Here, the conclusion appears that either the procedure used for sequential extraction requires repetition, or another more efficient procedure should be applied to obtain more satisfactory results.

Results of sequential extraction — the influence of the results on possible phosphorus bioavailability

The recovery of phosphorus from ISSA is an important issue in anthropogenic phosphorus cycle and sustainable economy; however, we must keep in mind that not all recovered phosphorus is mobile and bioavailable; therefore, it may negatively influence environment by eutrophication. It is, thus, important to evaluate the bioavailability of phosphorus recovered from waste and its possible usage in the fertilizer production.
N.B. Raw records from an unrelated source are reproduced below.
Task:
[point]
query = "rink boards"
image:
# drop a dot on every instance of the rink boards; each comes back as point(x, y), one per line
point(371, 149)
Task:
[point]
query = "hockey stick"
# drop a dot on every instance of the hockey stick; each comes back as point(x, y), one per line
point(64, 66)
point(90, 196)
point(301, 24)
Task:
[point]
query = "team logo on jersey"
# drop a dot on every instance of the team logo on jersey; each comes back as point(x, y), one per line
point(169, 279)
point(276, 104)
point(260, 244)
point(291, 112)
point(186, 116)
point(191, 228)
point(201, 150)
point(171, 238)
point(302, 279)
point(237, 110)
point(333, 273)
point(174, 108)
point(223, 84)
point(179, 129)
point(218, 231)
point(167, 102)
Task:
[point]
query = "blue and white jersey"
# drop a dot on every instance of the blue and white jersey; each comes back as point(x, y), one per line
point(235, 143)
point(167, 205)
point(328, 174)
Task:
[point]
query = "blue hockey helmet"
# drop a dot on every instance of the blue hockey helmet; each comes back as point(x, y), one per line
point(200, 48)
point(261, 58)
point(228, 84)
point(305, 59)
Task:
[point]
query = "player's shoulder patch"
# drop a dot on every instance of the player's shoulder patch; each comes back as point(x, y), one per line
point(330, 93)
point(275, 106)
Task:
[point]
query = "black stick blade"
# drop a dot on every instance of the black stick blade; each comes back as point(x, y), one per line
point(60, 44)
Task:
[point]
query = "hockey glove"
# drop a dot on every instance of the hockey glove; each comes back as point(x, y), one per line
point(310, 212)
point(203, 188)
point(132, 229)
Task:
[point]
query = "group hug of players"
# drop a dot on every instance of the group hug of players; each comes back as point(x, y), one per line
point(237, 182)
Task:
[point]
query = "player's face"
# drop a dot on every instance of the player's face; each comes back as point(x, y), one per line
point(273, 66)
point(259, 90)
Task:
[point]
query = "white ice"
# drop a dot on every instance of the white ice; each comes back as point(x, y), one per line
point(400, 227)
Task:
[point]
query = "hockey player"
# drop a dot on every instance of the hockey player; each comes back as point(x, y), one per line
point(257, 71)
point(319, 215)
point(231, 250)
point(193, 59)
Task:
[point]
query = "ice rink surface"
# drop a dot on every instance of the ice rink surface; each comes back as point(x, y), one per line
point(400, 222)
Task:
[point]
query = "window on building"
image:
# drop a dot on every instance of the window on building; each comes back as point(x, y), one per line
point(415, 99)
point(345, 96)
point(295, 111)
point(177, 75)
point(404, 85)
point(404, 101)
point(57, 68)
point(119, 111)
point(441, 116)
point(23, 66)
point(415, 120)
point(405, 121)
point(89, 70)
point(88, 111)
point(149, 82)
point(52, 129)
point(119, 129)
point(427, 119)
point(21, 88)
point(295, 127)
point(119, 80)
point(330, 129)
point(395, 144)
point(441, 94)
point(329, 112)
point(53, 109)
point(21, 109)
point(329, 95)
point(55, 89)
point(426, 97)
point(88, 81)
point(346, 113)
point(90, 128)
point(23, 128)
The studied ISSA fulfilled requirements for non-hazardous waste (Kasina et al. 2021) and usage as solid mineral fertilizers are fulfilled following national and EU norms (Kasina et al. 2020) due to high content of macro-nutrients (K2O + P2O5) and acceptable content of potentially toxic elements (As, Pb, Cd, Hg).
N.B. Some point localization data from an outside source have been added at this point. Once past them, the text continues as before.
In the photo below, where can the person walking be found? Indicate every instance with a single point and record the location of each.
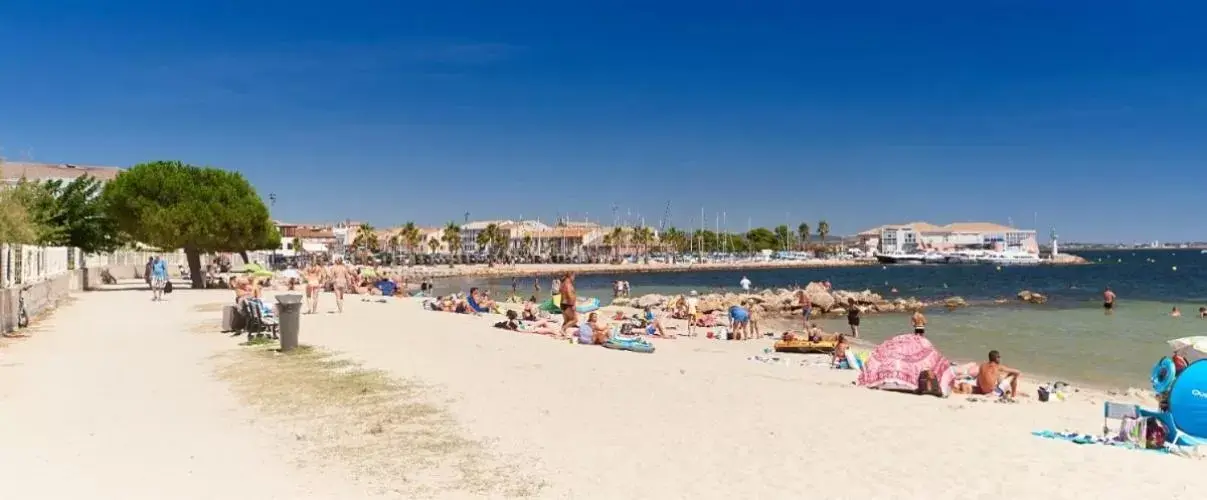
(158, 277)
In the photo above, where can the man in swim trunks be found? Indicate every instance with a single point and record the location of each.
(566, 290)
(340, 277)
(919, 321)
(806, 306)
(313, 275)
(992, 376)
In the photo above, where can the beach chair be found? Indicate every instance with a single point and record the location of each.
(1118, 412)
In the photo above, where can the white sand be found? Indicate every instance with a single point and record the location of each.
(121, 416)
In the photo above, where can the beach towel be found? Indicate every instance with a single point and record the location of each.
(898, 362)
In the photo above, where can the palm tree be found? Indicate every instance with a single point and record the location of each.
(617, 239)
(526, 243)
(452, 238)
(410, 237)
(642, 237)
(803, 230)
(822, 230)
(366, 240)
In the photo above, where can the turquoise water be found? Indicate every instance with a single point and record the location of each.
(1070, 337)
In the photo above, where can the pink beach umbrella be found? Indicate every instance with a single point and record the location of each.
(898, 362)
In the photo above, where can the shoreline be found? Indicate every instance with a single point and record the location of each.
(549, 269)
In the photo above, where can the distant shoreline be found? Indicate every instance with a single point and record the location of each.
(528, 271)
(548, 269)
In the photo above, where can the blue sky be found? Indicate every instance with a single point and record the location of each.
(1088, 116)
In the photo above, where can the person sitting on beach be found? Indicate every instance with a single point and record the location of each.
(594, 331)
(529, 312)
(917, 320)
(739, 320)
(993, 378)
(653, 325)
(839, 358)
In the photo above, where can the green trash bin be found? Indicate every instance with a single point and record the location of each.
(290, 308)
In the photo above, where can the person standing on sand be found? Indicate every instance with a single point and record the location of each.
(146, 273)
(693, 312)
(158, 278)
(852, 317)
(806, 304)
(340, 277)
(569, 315)
(313, 277)
(1108, 300)
(919, 321)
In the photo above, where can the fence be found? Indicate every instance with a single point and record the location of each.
(133, 257)
(29, 263)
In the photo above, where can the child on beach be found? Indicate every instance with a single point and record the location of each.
(919, 321)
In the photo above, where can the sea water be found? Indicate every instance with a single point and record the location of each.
(1071, 337)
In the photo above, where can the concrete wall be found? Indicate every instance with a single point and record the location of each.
(40, 297)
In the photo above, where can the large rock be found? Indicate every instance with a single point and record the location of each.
(1032, 297)
(820, 296)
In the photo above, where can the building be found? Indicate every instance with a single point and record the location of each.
(13, 172)
(914, 237)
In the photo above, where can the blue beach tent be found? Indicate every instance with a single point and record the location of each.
(1185, 423)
In the used extraction procedure, only phosphorus associated with carbonates and the one associated with Fe and Al oxides can be considered mobile and bioavailable, so F1, F2, and F4, respectively, whereas F3 is considered non-bioavailable (Wang et al. 2013). The phosphorus compounds released as a result of the reaction with H2SO4 show a significant potential for recovery; however, the release of heavy metals and potentially toxic elements occur and, this fraction indicates very limited bioavailability.

Conclusions

The obtained results highlight the added value of the potential use of ISSA when considering optimization of P recovery from ISSA by wet chemical methods.
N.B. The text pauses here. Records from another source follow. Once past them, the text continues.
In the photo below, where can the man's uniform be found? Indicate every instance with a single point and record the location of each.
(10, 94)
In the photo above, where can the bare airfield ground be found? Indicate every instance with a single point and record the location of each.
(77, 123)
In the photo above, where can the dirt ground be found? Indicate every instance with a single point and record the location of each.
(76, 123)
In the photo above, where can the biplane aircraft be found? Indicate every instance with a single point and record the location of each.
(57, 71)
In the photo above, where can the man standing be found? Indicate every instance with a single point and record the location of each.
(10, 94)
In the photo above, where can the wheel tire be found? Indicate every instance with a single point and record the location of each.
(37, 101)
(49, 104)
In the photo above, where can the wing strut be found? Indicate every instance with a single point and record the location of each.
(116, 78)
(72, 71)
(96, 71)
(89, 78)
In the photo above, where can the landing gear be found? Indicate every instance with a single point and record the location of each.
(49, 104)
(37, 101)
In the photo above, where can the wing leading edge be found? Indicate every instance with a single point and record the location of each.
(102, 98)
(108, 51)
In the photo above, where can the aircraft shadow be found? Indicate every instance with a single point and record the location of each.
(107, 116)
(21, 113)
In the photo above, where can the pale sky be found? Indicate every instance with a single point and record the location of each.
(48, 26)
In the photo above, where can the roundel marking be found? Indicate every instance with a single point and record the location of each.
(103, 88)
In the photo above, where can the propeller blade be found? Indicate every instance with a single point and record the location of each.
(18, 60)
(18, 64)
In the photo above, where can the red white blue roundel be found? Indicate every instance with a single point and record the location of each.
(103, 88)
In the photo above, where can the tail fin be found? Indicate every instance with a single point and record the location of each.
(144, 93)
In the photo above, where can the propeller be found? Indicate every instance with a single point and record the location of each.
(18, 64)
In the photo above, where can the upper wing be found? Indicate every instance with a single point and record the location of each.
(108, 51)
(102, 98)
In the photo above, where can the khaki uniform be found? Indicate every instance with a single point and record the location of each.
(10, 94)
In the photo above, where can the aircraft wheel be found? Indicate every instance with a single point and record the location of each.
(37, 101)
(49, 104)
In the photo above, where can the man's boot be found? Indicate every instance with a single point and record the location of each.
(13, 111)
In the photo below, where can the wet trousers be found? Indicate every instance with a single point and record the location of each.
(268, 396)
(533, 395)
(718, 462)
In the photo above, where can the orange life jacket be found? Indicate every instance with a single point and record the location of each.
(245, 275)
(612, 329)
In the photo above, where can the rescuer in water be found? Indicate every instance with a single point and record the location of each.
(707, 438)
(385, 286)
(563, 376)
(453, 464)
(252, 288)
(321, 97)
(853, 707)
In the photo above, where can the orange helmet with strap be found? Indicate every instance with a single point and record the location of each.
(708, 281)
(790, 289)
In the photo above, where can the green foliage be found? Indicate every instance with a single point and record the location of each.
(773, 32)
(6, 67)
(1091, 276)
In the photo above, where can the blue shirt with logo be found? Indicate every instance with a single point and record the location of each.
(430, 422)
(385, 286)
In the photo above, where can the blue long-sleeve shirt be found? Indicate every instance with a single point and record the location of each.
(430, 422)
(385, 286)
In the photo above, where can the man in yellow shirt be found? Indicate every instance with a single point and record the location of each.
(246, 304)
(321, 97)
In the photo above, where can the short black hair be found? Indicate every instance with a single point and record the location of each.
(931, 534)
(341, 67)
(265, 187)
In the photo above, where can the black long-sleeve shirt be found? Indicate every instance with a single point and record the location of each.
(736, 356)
A four-stage sequential extraction based on the modified Golterman method is efficient enough in recovery of phosphorus.

Phosphorus minerals are still present in post extraction solid samples, indicating not complete dissolution of phosphorus-rich mineral phases.

Acid leaching caused not only higher phosphorus extraction than leaching using basic and chelating solutions, but also higher extraction of heavy metals and potentially toxic elements.

Even though the overall extraction level was sufficient, it is assumed that better result might be achieved by multiplication of procedure.